Последняя жатва
Шрифт:
Детский сад недалеко, идти туда десять минут, да ведь, встретившись с дедушкой, они там уже не останутся, запросятся домой – и переломается весь их дневной порядок, режим. Петр Васильевич решил сдержаться. Вот приведет их Люба к вечеру, тогда он и насмотрится на мальчишек, и наговорится с ними…
Выйдя из дома, Петр Васильевич заглянул в пустой коровник. Корова на выпасе, в стаде, навоз вычищен. На дворе – порядок, везде прибрано, подметено. И как только Люба сумела так – обремененная детишками, службой, общественными поручениями, одна управляться со всеми делами, домом, хозяйством…
Петр Васильевич вышел на огород, обегавший к зеленому логу с болотной травой на середине дна. Там сочатся скудные роднички – все, что осталось от существовавшей когда-то речушки. Эту лощину Василий Федорович намерен превратить в пруд, и тогда вода будет у самого
Петр Васильевич придирчиво осмотрел грядки картофеля, делянку, на которой среди длинных перепутанных плетей с жесткими, вяло опущенными листьями лежали светлые шары молодых тыкв. Нагнувшись, он поворошил картофельную ботву, разглядел колорадских жучков, серовато-зеленых, с продольными коричнево-красными полосками на выпуклых спинках. Каждый жучок походил на половинку крыжовной ягоды. И птицы их даже не клюют, не по вкусу они почему-то… Да, многовато! Пускай Феоктист Сергеич против химии, но завтра Петр Васильевич все же распустит в ведре хлорофос и обрызгает огород, – не оставаться же на зиму без картошки!
Он чувствовал в теле ломоту, бессилие, свинцовую усталость. Так бывало у него только на уборке, и то в иные, особо трудные дни, после восемнадцати часов на штурвальном мостике комбайна, на солнцепеке, в душной пыли, тучах половы, едкой вони моторных выхлопных газов. Ничего удивительного, с больничной койки – и сразу такой марш-бросок… Его так и тянуло, пригибало к земле, – прилечь, дать покой телу, хоть прямо тут же, среди картофельной ботвы…

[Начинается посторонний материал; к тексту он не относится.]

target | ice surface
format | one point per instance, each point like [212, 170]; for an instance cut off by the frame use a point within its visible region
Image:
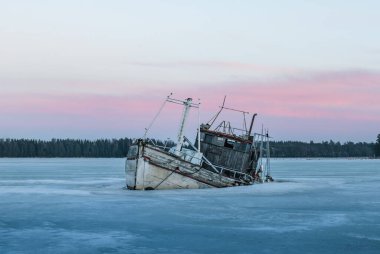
[80, 206]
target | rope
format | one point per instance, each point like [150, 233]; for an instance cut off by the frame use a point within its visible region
[154, 119]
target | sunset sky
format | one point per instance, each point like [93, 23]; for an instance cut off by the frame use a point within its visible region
[101, 69]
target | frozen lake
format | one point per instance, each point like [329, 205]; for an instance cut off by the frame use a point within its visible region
[79, 206]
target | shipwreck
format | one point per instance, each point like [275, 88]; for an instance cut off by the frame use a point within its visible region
[221, 156]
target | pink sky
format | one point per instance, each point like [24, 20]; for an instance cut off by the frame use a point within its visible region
[101, 69]
[337, 105]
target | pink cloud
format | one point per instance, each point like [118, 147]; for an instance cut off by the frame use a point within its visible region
[327, 101]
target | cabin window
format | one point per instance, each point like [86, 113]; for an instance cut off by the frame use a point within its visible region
[208, 138]
[229, 143]
[132, 152]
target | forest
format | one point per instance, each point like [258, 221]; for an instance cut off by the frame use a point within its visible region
[118, 148]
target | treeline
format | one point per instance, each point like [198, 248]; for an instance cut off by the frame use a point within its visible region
[107, 148]
[64, 148]
[324, 149]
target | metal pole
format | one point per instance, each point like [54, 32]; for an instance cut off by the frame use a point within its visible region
[187, 105]
[199, 128]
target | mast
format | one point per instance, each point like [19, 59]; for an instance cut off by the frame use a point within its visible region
[185, 112]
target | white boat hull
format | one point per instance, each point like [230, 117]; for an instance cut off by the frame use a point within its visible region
[154, 169]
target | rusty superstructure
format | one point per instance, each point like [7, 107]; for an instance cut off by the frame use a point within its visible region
[220, 157]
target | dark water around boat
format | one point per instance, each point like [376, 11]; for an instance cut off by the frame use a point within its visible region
[79, 206]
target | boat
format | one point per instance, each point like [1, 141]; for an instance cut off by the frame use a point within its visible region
[221, 156]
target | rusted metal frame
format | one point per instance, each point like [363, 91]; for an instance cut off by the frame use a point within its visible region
[235, 172]
[183, 173]
[221, 134]
[204, 157]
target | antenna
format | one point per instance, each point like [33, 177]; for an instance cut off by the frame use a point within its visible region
[216, 116]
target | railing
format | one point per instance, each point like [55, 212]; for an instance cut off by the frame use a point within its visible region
[235, 174]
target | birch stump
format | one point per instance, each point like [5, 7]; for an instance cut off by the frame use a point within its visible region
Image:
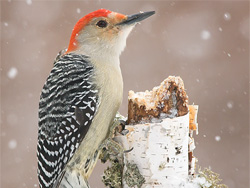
[159, 130]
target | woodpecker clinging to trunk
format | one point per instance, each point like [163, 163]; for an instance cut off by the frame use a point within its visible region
[81, 97]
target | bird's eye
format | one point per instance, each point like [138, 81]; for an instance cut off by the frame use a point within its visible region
[102, 23]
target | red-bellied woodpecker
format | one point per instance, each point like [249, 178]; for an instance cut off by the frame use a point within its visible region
[81, 97]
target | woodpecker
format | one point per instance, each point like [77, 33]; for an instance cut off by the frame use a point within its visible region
[80, 98]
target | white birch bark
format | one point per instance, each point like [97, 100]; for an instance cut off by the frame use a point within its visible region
[160, 150]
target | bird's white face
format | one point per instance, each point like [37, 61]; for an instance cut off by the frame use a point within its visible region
[103, 33]
[103, 36]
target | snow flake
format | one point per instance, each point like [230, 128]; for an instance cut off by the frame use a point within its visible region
[230, 104]
[78, 10]
[12, 72]
[227, 16]
[29, 2]
[12, 144]
[205, 35]
[217, 138]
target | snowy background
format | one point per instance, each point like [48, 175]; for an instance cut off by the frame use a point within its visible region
[206, 43]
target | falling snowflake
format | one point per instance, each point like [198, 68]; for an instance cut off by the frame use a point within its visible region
[230, 104]
[217, 138]
[12, 144]
[29, 2]
[78, 10]
[12, 72]
[227, 16]
[205, 35]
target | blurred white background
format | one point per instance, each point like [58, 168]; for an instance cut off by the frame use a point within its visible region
[204, 42]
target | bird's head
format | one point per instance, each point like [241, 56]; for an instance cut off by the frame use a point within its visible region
[103, 32]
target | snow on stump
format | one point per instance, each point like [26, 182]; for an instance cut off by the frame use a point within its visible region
[159, 135]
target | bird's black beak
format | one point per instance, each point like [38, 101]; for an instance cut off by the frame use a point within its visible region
[135, 18]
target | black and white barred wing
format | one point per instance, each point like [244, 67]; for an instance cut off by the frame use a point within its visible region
[67, 106]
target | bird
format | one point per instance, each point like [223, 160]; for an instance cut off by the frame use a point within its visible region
[80, 98]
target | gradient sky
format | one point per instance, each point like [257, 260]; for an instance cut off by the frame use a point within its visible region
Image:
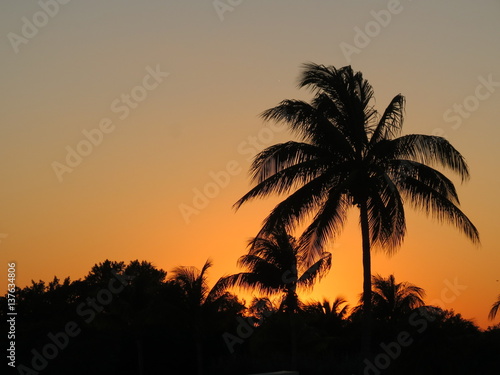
[226, 64]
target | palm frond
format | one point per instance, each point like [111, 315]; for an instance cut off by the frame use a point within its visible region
[438, 206]
[430, 150]
[391, 122]
[494, 309]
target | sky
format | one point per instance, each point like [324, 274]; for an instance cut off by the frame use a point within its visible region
[127, 129]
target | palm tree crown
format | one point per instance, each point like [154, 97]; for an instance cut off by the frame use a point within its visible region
[393, 300]
[275, 265]
[352, 156]
[349, 155]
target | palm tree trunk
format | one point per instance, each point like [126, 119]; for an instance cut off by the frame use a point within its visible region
[293, 340]
[367, 286]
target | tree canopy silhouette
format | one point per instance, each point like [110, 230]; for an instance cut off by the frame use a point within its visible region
[350, 155]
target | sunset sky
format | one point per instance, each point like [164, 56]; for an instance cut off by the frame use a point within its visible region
[170, 93]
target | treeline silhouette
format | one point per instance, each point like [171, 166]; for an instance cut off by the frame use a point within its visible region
[137, 319]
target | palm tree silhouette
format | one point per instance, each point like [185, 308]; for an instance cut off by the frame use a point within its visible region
[494, 309]
[275, 264]
[199, 300]
[350, 156]
[392, 301]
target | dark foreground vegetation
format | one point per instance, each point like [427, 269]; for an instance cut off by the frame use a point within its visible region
[133, 319]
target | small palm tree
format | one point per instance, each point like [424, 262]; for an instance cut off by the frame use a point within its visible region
[198, 300]
[494, 309]
[349, 155]
[276, 265]
[338, 308]
[392, 301]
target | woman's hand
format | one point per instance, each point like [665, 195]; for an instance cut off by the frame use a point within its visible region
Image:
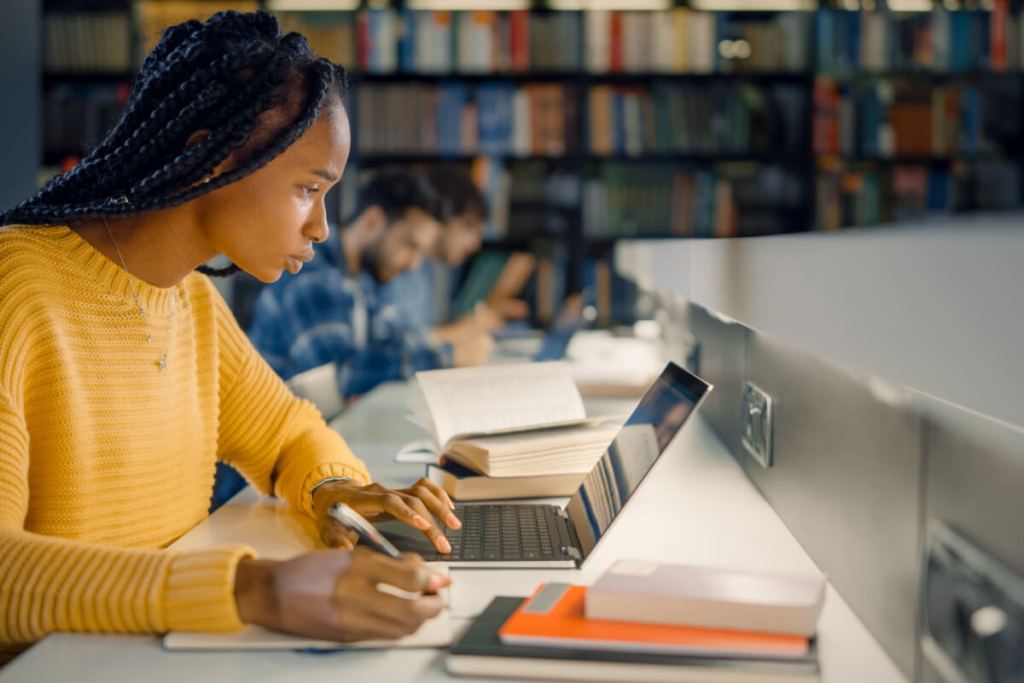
[417, 506]
[333, 595]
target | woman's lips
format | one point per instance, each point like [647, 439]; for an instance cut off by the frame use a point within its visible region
[295, 262]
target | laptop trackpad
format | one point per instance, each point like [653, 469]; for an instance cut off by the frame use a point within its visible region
[409, 540]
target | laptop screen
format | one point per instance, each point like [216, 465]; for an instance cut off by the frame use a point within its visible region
[670, 400]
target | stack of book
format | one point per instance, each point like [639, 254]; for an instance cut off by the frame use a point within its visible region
[510, 431]
[866, 194]
[893, 118]
[939, 41]
[673, 200]
[406, 41]
[457, 120]
[709, 119]
[76, 117]
[680, 41]
[645, 622]
[94, 42]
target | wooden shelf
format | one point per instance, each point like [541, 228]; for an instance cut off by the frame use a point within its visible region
[923, 160]
[916, 75]
[97, 78]
[570, 77]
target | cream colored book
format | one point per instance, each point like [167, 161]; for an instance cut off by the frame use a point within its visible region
[518, 420]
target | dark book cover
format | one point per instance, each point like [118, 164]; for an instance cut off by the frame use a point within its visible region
[480, 640]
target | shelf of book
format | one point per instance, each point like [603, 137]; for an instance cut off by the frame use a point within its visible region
[56, 78]
[625, 109]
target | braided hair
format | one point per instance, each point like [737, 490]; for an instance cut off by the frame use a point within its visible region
[219, 76]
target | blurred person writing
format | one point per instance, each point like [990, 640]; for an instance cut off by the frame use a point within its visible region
[337, 310]
[125, 377]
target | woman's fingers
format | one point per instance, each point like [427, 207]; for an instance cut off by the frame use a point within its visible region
[336, 535]
[437, 493]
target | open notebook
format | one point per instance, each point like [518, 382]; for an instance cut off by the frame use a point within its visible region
[271, 528]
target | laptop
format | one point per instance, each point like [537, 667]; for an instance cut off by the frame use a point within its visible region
[529, 536]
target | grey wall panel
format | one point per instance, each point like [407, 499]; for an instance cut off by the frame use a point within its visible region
[20, 140]
[723, 363]
[975, 482]
[846, 481]
[933, 305]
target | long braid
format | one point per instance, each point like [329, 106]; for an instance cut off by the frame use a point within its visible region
[218, 76]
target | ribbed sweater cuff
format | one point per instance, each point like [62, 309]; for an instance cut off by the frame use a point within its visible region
[199, 593]
[326, 471]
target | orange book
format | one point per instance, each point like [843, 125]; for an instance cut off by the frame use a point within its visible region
[553, 616]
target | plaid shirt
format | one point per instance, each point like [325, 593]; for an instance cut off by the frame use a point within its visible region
[324, 314]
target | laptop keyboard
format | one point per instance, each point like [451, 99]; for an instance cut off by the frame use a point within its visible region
[501, 532]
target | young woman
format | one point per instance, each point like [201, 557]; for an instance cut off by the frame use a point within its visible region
[124, 377]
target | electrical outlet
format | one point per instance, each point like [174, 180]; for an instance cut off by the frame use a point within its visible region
[757, 421]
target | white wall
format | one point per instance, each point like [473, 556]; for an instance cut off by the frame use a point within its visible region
[938, 306]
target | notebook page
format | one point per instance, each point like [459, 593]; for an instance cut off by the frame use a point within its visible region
[471, 400]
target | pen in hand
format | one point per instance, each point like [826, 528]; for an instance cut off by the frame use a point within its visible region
[368, 534]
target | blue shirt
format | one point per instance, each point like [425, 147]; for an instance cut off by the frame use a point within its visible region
[325, 314]
[423, 296]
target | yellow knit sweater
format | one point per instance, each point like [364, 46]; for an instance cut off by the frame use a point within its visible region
[104, 459]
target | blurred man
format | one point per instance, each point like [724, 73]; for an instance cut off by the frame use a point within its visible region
[334, 309]
[424, 296]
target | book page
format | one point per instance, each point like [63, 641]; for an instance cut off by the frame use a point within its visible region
[472, 400]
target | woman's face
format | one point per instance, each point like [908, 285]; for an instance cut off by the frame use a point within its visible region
[266, 222]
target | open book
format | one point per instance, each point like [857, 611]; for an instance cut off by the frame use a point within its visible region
[502, 421]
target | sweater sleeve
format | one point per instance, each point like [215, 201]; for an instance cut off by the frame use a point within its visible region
[49, 584]
[278, 441]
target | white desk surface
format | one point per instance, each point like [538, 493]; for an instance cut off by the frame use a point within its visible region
[695, 507]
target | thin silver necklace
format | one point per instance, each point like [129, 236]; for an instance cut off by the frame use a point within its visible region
[141, 309]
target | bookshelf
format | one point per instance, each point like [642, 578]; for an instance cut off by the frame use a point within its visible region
[585, 127]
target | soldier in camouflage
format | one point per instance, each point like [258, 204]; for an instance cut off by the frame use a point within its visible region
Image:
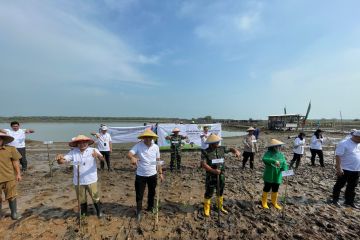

В конце огорода, за межой, торчала низенькая, корявая, сучкастая груша. Когда-то ее всю густо обсыпали мелкие твердые плоды, терпкие на вкус и хорошие только тогда, когда уже опадут на землю, полежат, побуреют и тронет их прель, гнильца. А последние годы и таких плодов груша не давала, видно, пришла ее старость, иссякли ее родящие силы. Годилась она только на дрова, но Петр Васильевич ее не срубал – пусть стоит, живет, как-то нечестно ему казалось оборвать ее существование только за то, что перестала она быть полезной, нет от нее выгоды, проку, хоть малого, да прибытка. К тому же груша напоминала ему детство, когда еще все были живы: дедушка, бабушка, его отец и мать, вся их большая семья, когда у него были старшие братья, которые потом погибли на войне, один – под Москвой, другой – на Дунае. Тогда он был самым меньшим в доме, далеко его не пускали, кусочек улицы перед окнами, двор, огород – вот и вся доступная ему территория, да еще край обрыва над логом – с этой вот дикой, безродной грушей. Он залезал на нее, все знакомое с высоты ветвей было видно по-новому, и ему нравилось смотреть окрест, как сразу расширялась земля, отодвигались дали, на речушку внизу с пасущимися возле нее телятами, на огороды вдоль лога с растянутыми на палках старыми рубахами, бабьими кофтами, юбками – для отпугивания дерзких ворон.
Петр Васильевич сменил в доме костюм на свою обычную одежду, в которой не жалко сесть и лечь где придется, надел сношенные брезентовые полуботинки без шнурков – знать, внучата на что-то вытащили, – захватил с гвоздя в сенцах рабочий свой ватник, добрел до груши, кинул под ней ватник на короткую жесткую, хрусткую от сухости траву и лег – глазами в лиловатое, в туманной поволоке небо.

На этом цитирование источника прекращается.